この記事では、11月のアメリカの景況指数をまとめて振り返っていきたいと思います。

この記事のポイント

  • S&Pグローバルが発表した11月の景況指数は景気悪化を示した。
  • その他、リッチモンド連銀やフィラデルフィア連銀が発表する製造業の景況感もそろって11月にマイナスを記録している。
  • 企業の景況感の悪化は、企業利益の悪化につながりやすいので、米国株にはまだ強気になれない。

S&Pグローバルの米PMIは景気悪化

まず、先日S&Pグローバルから発表されたばかりのアメリカのPMIを見ていきます。

PMIとは企業の購買担当者に景気のアンケートを行った結果を数値化したもので、50を超えると景気拡大、50を下回ると景気悪化を示します。

11月のアメリカ企業の景況感はどの数字を見ても、50を下回って景況感は悪化していました。

  • 総合:46.3(予想48.1)
  • 製造業:47.6(予想50.2)
  • サービス業:46.1(予想48.1)

この総合PMIが低迷することは、アメリカの経済にとってもよくありません。次のグラフが示すように、総合PMIが下がれば、実質GDP成長率も大きく低下をする傾向があるので、今後のアメリカの景気が心配です。

ただ、アメリカの景気後退が心配だと言われても、この1ヶ月は株価も順調だし、消費もまだ力強い印象があるので実感がわかないかも知れません。

たしかに、今のアメリカはまだ個人消費が力強く、10-12月の実質GDPは前期比年率+4.3%と高い成長が予想されています。

上のグラフを見ていると、これから先にGDPが大きく低下する未来は予想しづらいのですが、11月のPMIは今後のGDP成長率悪化の危険シグナルを送っているというのが現状のようです。

11月の企業景況感はどれも良くない

S&PグローバルのPMIのような企業アンケートを元にしたデータは世の中にいくつも存在するのですが、その多くが11月のアメリカの景気が良くないと言っているので確認してみます。

まず、リッチモンド連銀が発表している製造業指数を確認すると、11月の景況指数は「前月よりも景気悪化」を示すマイナス圏に突入しています。

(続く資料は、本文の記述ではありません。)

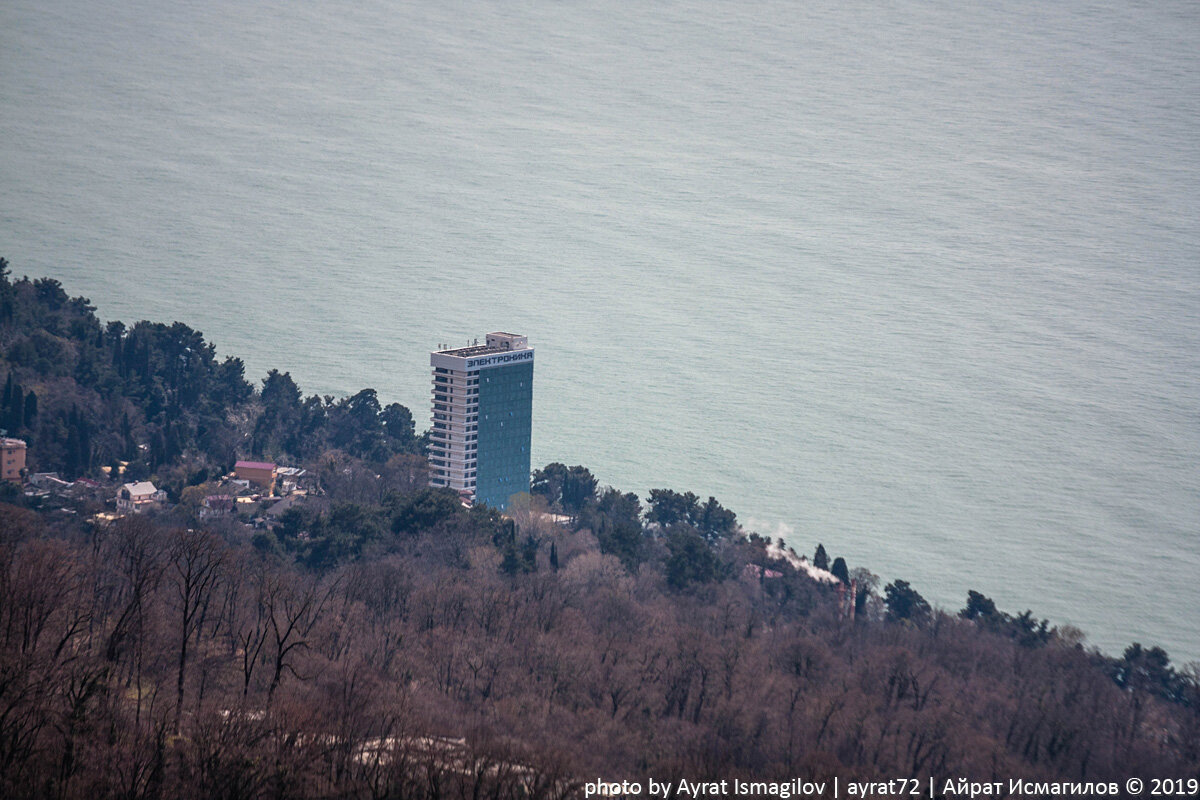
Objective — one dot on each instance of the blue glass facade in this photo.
(505, 428)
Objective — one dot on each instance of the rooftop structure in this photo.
(483, 419)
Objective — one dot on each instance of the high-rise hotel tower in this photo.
(483, 419)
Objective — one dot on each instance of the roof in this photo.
(253, 464)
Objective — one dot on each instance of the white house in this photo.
(136, 497)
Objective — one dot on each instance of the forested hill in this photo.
(88, 395)
(369, 637)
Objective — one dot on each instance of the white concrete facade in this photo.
(454, 437)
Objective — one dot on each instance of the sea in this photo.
(915, 280)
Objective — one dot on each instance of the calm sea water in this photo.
(919, 281)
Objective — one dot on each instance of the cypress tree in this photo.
(30, 408)
(821, 559)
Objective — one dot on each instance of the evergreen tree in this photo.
(821, 559)
(840, 571)
(905, 603)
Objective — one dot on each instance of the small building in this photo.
(137, 497)
(259, 473)
(216, 505)
(293, 479)
(12, 459)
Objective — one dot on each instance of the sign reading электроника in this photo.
(499, 359)
(481, 361)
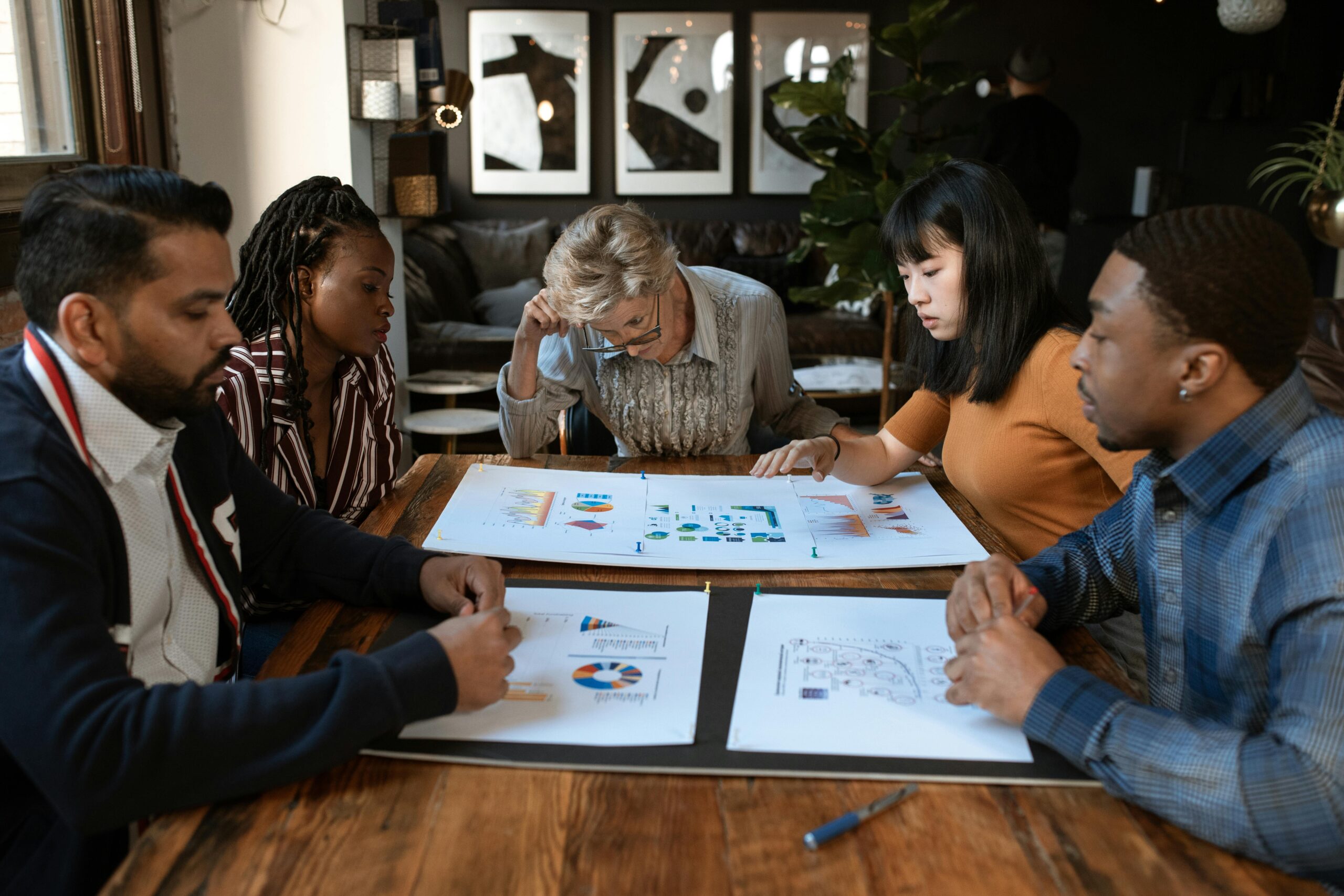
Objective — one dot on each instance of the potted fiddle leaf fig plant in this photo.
(862, 178)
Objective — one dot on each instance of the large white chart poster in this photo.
(725, 519)
(858, 676)
(901, 518)
(701, 522)
(539, 513)
(594, 668)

同じようにフィラデルフィア連銀が出している製造業指数も11月はマイナスでした。

一方で、ニューヨーク連銀の数字は予想外にプラスでしたが、それでもこの数字は2022年に入ってから多くの月で既にマイナスを記録しています。

これらの景況感指数が下がってくると、企業の利益成長が悪化してくることが知られています。そうなれば、アメリカの景気はまだ持ちこたえていても先に株が下がりかねません。

こうしたデータを見ていると、最近多くの投資家が抱いているほど私は株に強気にはなれません。